Graham Reid | | 2 min read
Not many people know that when Captain Beefheart and His Magic Band were recording their classic and sometimes frightening album Trout Mask Replica in '69, the good captain (Don Van Vliet) kept the musicians all-but captive in a big house in Topanga Canyon to ensure the job got done to his satisfaction.
Artists often talk themselves into a different environment in the hope of finding their elusive muse, but Beefheart's thing was different.
They rehearsed all day, there were lengthy periods without sleep or food, band members later described their nine months in isolation in terms of brainwashing and psychological torture, and Beefheart “a way more powerful person than Charles Manson” (according to drummer John French aka Drumbo).
There's some interesting comment about all of that in this film but for those not ready to take the deep dive into that particular madness, this film by Abrahamson (Madman DVD) is an amusing and oddball take on determination, dedication, eccentricity and music made in physical and emotional isolation.
The Frank of the title is an American musician (Michael Fassbender) who permanently wears an oversized fake head and creates music that is very far into leftfield. The band he carries consider him a genius but constantly argue or remain mute, or don't speak English.
Into this world arrives an aspiring young songwriter Jon who – desperate to escape his small seaside town in Britain – joins up as a keyboard player and is immersed in this bizarre world.
There is an 18 month isolation in a cold lakeside cabin in Wales where, when the money runs out, he (Domhnall Gleeson) hands over his nest egg to keep them afloat.
They reject his songs.
But – despite a suicide, rage, power struggles, some truly horrible music in rehearsals and Frank's inability to settle on a style – they find themselves invited to Austin for a South by Southwest.

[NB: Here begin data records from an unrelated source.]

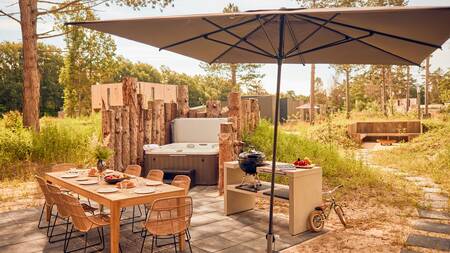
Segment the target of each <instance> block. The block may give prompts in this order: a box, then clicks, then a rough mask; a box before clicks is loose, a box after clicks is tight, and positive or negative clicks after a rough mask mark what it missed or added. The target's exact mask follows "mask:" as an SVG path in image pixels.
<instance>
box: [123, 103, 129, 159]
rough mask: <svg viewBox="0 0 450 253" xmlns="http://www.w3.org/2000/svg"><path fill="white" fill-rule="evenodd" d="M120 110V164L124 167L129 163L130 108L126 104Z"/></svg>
mask: <svg viewBox="0 0 450 253" xmlns="http://www.w3.org/2000/svg"><path fill="white" fill-rule="evenodd" d="M121 110H122V138H121V142H122V152H121V153H122V166H123V168H126V167H127V166H128V165H129V164H130V109H129V108H128V106H124V107H122V108H121Z"/></svg>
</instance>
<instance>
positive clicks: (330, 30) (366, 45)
mask: <svg viewBox="0 0 450 253" xmlns="http://www.w3.org/2000/svg"><path fill="white" fill-rule="evenodd" d="M298 18H300V19H302V20H304V21H307V22H310V23H312V24H315V25H320V24H318V23H316V22H314V21H311V20H308V19H305V18H302V17H298ZM323 28H325V29H327V30H329V31H332V32H335V33H337V34H340V35H342V36H345V37H349V38H353V37H352V36H350V35H348V34H346V33H343V32H340V31H338V30H335V29H333V28H330V27H327V26H323ZM372 34H373V33H372ZM356 40H357V41H358V42H360V43H362V44H364V45H366V46H369V47H372V48H374V49H377V50H379V51H381V52H383V53H386V54H389V55H391V56H394V57H396V58H399V59H401V60H403V61H406V62H408V63H410V64H412V65H417V66H420V64H418V63H416V62H413V61H411V60H408V59H406V58H405V57H402V56H400V55H397V54H394V53H392V52H389V51H387V50H385V49H383V48H380V47H377V46H375V45H373V44H370V43H369V42H365V41H362V40H361V38H356Z"/></svg>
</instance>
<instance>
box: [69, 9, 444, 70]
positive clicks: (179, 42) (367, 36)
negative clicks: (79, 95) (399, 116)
mask: <svg viewBox="0 0 450 253" xmlns="http://www.w3.org/2000/svg"><path fill="white" fill-rule="evenodd" d="M280 15H285V22H284V27H285V31H286V35H285V37H284V48H285V50H284V54H285V57H284V58H285V59H284V61H283V62H284V63H330V64H401V65H404V64H408V65H414V64H416V65H418V64H419V63H421V62H422V61H423V60H424V58H426V57H427V56H428V55H429V54H430V53H432V52H433V51H434V50H435V49H436V48H439V47H440V45H442V44H443V43H444V42H445V41H446V40H447V39H448V37H449V34H450V26H449V25H448V24H450V8H449V7H438V8H428V7H406V8H405V7H390V8H387V7H380V8H358V9H356V8H327V9H294V10H277V11H271V10H268V11H249V12H241V13H231V14H230V13H227V14H223V13H220V14H204V15H189V16H167V17H148V18H135V19H123V20H105V21H91V22H80V23H70V24H75V25H80V26H83V27H87V28H91V29H94V30H97V31H101V32H106V33H110V34H114V35H117V36H120V37H123V38H127V39H131V40H135V41H139V42H142V43H145V44H148V45H151V46H154V47H157V48H160V49H165V50H169V51H172V52H176V53H179V54H182V55H185V56H189V57H192V58H195V59H198V60H201V61H204V62H208V63H213V62H217V63H276V61H277V47H278V45H279V41H278V31H279V22H280V20H279V16H280ZM274 35H275V36H274Z"/></svg>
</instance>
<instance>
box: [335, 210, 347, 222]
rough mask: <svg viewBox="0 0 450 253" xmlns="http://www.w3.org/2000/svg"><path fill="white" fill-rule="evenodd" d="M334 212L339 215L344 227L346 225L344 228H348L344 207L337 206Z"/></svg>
mask: <svg viewBox="0 0 450 253" xmlns="http://www.w3.org/2000/svg"><path fill="white" fill-rule="evenodd" d="M334 211H335V212H336V214H337V215H338V217H339V220H340V221H341V223H342V225H344V227H347V218H345V214H344V210H343V209H342V207H341V206H335V207H334Z"/></svg>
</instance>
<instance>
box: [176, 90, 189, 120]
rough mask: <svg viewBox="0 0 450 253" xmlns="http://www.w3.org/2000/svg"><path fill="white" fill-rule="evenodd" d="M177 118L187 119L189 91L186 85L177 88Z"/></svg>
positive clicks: (187, 113) (188, 111)
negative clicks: (177, 112)
mask: <svg viewBox="0 0 450 253" xmlns="http://www.w3.org/2000/svg"><path fill="white" fill-rule="evenodd" d="M177 104H178V117H180V118H187V117H188V113H189V90H188V87H187V85H178V86H177Z"/></svg>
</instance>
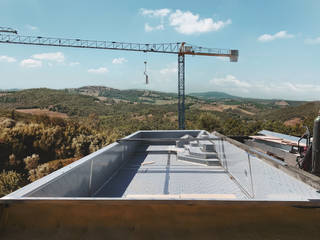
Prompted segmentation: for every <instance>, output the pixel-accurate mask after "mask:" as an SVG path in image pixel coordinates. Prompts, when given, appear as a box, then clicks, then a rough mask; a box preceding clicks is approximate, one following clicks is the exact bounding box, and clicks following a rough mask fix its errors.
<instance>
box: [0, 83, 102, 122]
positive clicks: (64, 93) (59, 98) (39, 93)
mask: <svg viewBox="0 0 320 240" xmlns="http://www.w3.org/2000/svg"><path fill="white" fill-rule="evenodd" d="M0 108H4V109H34V108H40V109H48V110H50V111H55V112H62V113H67V114H68V115H69V116H73V115H77V116H83V115H84V116H88V115H89V114H90V113H101V114H107V109H106V108H105V104H103V103H101V102H99V100H98V99H97V98H95V97H92V96H86V95H81V94H78V93H71V92H69V91H68V90H54V89H47V88H37V89H27V90H21V91H15V92H7V93H1V94H0Z"/></svg>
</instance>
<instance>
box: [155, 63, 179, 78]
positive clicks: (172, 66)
mask: <svg viewBox="0 0 320 240" xmlns="http://www.w3.org/2000/svg"><path fill="white" fill-rule="evenodd" d="M159 72H160V74H162V75H169V74H176V73H177V72H178V67H177V64H176V63H172V64H171V65H169V66H167V67H166V68H163V69H161V70H160V71H159Z"/></svg>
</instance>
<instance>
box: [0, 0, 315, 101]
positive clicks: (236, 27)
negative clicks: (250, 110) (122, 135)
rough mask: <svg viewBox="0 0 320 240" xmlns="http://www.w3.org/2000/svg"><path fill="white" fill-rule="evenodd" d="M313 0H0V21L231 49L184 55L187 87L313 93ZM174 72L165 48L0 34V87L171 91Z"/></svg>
mask: <svg viewBox="0 0 320 240" xmlns="http://www.w3.org/2000/svg"><path fill="white" fill-rule="evenodd" d="M319 9H320V1H319V0H268V1H257V0H255V1H254V0H206V1H201V0H198V1H179V0H176V1H167V0H162V1H150V0H148V1H145V0H143V1H125V0H122V1H107V0H104V1H103V0H92V1H84V0H77V1H75V0H55V1H49V0H23V1H21V0H0V12H1V14H0V26H1V27H11V28H13V29H16V30H17V31H18V33H19V34H20V35H28V36H29V35H31V36H43V37H63V38H80V39H92V40H108V41H120V42H132V43H171V42H172V43H174V42H187V43H189V44H193V45H197V46H202V47H211V48H223V49H238V50H239V61H238V62H237V63H232V62H229V60H228V59H226V58H218V57H207V56H186V78H185V79H186V92H187V93H190V92H205V91H222V92H226V93H229V94H234V95H238V96H242V97H253V98H277V99H288V100H320V79H319V76H320V67H319V63H320V60H319V59H320V14H319ZM145 61H146V62H147V73H148V75H149V81H150V84H149V85H145V78H144V74H143V73H144V68H145V65H144V62H145ZM177 75H178V73H177V56H176V55H172V54H160V53H142V52H127V51H112V50H94V49H72V48H68V49H67V48H59V47H42V46H29V45H9V44H0V89H11V88H19V89H24V88H39V87H47V88H56V89H62V88H76V87H81V86H87V85H99V86H108V87H113V88H117V89H129V88H130V89H132V88H133V89H150V90H158V91H165V92H177Z"/></svg>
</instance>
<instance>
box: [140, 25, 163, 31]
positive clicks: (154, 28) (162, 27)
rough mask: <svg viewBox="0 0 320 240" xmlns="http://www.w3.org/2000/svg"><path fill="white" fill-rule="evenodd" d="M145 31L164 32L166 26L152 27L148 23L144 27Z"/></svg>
mask: <svg viewBox="0 0 320 240" xmlns="http://www.w3.org/2000/svg"><path fill="white" fill-rule="evenodd" d="M144 30H145V31H146V32H152V31H155V30H164V25H163V24H160V25H157V26H155V27H151V26H150V25H149V24H148V23H146V24H145V25H144Z"/></svg>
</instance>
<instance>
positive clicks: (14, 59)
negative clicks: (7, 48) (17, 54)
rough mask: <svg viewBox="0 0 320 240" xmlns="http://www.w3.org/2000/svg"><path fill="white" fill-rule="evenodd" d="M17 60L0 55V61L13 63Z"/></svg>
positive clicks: (7, 56)
mask: <svg viewBox="0 0 320 240" xmlns="http://www.w3.org/2000/svg"><path fill="white" fill-rule="evenodd" d="M16 61H17V60H16V59H15V58H13V57H8V56H0V62H8V63H13V62H16Z"/></svg>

How this plays out is variously tragic, farcical, funny and melodramatic . . . and, as Jon our narrator, Gleeson becomes a stronger figure and more in Frank's ear.
There is however, a lot of compassion at the heart of this film. Everyone loves Frank despite never having seen his face. He is a blank page on which others write their story.
Frank's passionless “face” stares out of the screen as a strange cipher, a one-man Replacement who makes music that could just be unlistenable.
From strangeness to sentimentality, Frank the film is a compelling trip.
It is also, however, a comment on how mentally damaged people can come into the music world and their eccentricty is hailed as if it is a gift by legions of people looking for some outside genius . . . and never see the real and often tragic person behind the mask.